Right now, I am trying to train the network by giving it two random numbers (a, b) between 0 and 0.5, and having it add them. Then, of course, each time the output the network gives is compared to the theoretical answer of a + b (which will always be achievable by the sigmoid function).
Strangely, the output always converges to a number between 0 and 1 (as it must, because of the sigmoid function), but the random numbers I'm putting in seem to have no effect on it.
Edit: Sorry, it appears it doesn't converge. Here is an image of the output:
The weights are randomly distributed between -1 and 1, but I have also tried between 0 and 1.
I also tried giving it two constant numbers (0.35,0.9) and trying to train it to spit out 0.5. This works and converges very fast to 0.5. I have also trained it to spit out 0.5 if I give it any two random numbers between 0 and 1, and this also works.
If instead, my target is:
vector<double> target;
target.push_back(.5);
Then it converges very quickly, even with random inputs:
I have tried a couple different networks, since I made it very easy to add layers to my network. The standard one I am using is one with two inputs, one layer of 2 neurons, and a second layer of only one neuron (the output neuron). However, I have also tried adding a few layers, and adding neurons to them. It doesn't seem to change anything. My learning rate is equal to 1.0, though I tried it equal to 0.5 and it wasn't much different.
Does anyone have any idea of anything I could try?

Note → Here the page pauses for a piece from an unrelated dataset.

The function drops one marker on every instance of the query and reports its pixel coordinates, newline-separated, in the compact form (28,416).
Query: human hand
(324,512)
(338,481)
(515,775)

Is this even something an ANN is capable of? I can't imagine it wouldn't be, since they can be trained to do such complicated things.
Any advice? Thanks!
Here is where I train it:
//Initialize it. This will be one with 2 layers, the first having 2 Neurons and the second (output layer) having 1.
vector<int> networkSize;
networkSize.push_back(2);
networkSize.push_back(1);
NeuralNetwork myNet(networkSize,2);
for(int i = 0; i<5000; i++){
double a = randSmallNum();
double b = randSmallNum();
cout << "\n\n\nInputs: " << a << ", " << b << " with expected target: " << a + b;
vector<double> myInput;
myInput.push_back(a);
myInput.push_back(b);
vector<double> target;
target.push_back(a + b);
cout << endl << "Iteration " << i;
vector<double> output = myNet.backPropagate(myInput,target);
cout << "Output gotten: " << output[0];
resultPlot << i << "\t" << abs(output[0] - target[0]) << endl;
}
Edit: I set up my network and have been following from this guide: A pdf. I implemented "Worked example 3.1" and got the same exact results they did, so I think my implementation is correct, at least as far as theirs is.
As #macs states, the maximum output of standard sigmoid is 1, so, if you try to add n numbers from [0, 1], then your target should be normalized, i.e. sum(A1, A2, ..., An) / n.
In a model such as this, the sigmoid function (both in the output and in the intermediate layers) is used mainly for producing something that resembles a 0/1 toggle while still being a continuous function, so using it to represent a range of numbers is not what this kind of network is designed to do. This is because it is designed mostly with classification problems in mind.
There are, of course, other NN models that can do that sort of thing (for example, dropping the sigmoid on the output and just keeping it as a sum of its children).
If you can redefine your model in terms of classifying the input, you'll probably get better results.
Some examples of similar tasks for which the network will be more suitable:
Test whether the output is bigger or smaller than a certain constant - this should be very easy.
Output: A series of outputs, each representing a different potential value (for example, one output each for the the values between 0 and 10, one for 'more than 10', and one for 'less than 0'). You will want your network to round the result to the nearest integer
A tricky one will be to try and create a boolean representation of the output by having multiple output nodes.
None of these will give you the precision that you may want, though, since by nature NNs are more 'fuzzy'